ACT leader David Seymour is launching a video campaign featuring Kiwis who support his End of Life Choice Bill.
The five videos making up the #MyLifeMyChoice campaign include one with Lecretia Seales' widow, Matt Vickers, and New Zealander of the year Dr Lance O'Sullivan.
Seales, a Wellington lawyer dying of brain cancer, asked the High Court in March 2015 to give her the legal right for a doctor to help end her life.
She wanted the right to choose to not die a painful death. On June 5, soon after being told that her court bid was unsuccessful, Seales died of her illness. She was 42.

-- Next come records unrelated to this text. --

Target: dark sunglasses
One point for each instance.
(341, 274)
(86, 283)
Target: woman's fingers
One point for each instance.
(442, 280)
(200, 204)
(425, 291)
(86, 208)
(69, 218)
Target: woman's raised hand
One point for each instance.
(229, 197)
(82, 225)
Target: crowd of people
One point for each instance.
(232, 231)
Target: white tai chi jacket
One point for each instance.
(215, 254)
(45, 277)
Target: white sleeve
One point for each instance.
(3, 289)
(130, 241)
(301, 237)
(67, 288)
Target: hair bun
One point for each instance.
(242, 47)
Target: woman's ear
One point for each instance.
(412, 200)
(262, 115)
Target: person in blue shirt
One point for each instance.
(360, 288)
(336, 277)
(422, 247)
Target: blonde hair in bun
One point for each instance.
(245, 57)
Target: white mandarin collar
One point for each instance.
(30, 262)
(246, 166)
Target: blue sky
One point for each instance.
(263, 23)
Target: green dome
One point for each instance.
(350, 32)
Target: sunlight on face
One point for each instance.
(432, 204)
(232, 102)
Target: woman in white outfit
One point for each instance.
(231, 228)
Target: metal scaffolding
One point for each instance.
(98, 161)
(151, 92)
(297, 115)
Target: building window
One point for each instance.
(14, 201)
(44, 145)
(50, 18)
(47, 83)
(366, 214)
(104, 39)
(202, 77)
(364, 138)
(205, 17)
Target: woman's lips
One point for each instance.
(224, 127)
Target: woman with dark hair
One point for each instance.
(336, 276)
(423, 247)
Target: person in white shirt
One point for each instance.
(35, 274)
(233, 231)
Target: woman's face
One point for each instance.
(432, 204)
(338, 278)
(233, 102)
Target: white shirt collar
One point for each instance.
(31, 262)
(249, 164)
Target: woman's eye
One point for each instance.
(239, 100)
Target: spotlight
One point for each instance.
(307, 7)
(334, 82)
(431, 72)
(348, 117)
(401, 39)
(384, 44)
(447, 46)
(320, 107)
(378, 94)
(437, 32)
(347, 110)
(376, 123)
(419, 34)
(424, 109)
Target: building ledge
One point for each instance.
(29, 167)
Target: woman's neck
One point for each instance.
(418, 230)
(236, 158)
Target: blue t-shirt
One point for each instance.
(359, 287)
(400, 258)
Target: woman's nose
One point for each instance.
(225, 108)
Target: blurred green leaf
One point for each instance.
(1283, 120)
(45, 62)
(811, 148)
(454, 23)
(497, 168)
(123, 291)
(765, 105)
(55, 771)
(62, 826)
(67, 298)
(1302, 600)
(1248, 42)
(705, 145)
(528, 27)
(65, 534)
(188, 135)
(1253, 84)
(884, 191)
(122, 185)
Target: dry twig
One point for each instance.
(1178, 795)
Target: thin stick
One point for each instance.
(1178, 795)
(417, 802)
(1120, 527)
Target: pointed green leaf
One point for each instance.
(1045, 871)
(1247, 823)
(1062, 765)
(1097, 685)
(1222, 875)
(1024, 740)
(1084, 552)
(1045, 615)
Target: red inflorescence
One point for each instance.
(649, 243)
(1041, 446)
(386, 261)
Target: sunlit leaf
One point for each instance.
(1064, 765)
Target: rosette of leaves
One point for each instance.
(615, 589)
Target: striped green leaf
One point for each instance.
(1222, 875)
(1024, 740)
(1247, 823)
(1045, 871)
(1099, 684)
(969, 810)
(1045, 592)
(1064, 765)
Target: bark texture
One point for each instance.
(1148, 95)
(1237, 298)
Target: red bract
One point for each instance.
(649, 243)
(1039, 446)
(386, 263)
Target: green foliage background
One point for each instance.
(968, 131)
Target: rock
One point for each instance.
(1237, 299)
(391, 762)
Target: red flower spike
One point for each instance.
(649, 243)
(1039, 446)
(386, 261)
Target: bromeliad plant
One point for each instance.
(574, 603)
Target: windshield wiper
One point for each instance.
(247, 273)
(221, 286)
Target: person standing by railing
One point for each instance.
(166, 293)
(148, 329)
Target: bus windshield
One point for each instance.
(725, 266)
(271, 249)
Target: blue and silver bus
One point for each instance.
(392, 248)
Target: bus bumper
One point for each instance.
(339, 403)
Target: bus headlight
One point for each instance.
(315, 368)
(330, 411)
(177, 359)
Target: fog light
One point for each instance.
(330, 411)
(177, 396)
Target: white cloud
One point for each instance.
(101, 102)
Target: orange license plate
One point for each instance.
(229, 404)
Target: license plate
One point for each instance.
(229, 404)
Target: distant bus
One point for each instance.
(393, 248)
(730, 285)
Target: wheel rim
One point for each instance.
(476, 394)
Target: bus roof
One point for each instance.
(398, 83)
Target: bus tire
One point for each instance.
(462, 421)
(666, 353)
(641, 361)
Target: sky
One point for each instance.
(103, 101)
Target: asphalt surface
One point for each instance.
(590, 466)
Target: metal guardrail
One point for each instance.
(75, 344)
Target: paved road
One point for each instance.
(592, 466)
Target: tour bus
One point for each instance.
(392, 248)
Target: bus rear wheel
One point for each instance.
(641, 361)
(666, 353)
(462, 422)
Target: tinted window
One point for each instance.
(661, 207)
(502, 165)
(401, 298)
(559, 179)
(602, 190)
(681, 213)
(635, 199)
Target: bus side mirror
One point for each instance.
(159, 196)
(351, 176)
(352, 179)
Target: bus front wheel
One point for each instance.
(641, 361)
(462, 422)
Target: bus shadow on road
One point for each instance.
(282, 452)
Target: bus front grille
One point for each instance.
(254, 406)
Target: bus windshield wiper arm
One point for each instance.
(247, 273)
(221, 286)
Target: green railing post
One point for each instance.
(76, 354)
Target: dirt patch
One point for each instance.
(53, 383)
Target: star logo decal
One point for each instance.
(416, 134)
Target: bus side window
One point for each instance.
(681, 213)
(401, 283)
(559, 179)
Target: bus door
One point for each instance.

• READ MORE: Matt Vickers: Lecretia would have appreciated the timing of End of Life Choice Bill
The remaining three feature Kiwis suffering from terminal illness who support Seymour's bill.
Today a video of Rachel Rijpma, who has Huntington's disease, was the first to go live.
Huntington's disease is inherited and causes the progressive degeneration of the brain's nerve cells.
Sufferers often sway continually and have trouble moving and speaking.
In the short video, Rijpma says she wants to know when she will die and have her family around her, rather than dying from choking or pneumonia.
"My life, my choice," she says.
Her video and the others will be promoted heavily on social media by the ACT party.
• READ MORE: Euthanasia bill passes first reading in Parliament
Seymour said he hoped Kiwis would be moved by the "courage and determination" of those featured in the videos.
"I certainly was," he said.
"The goal of this campaign is to continue highlighting the inadequacy of our current laws as a select committee deliberates on my End of Life Choice Bill.
"Ultimately this campaign is about providing choice and compassion to those suffering at the end of their lives."
• READ MORE: Lecretia Seales - a courageous campaign
As well as Rijpma, Vickers and O'Sullivan, the videos feature short speeches by blood cancer sufferer Bobbie Carroll and David Seymour (not the ACT party leader), who has Motor Neurone Disease.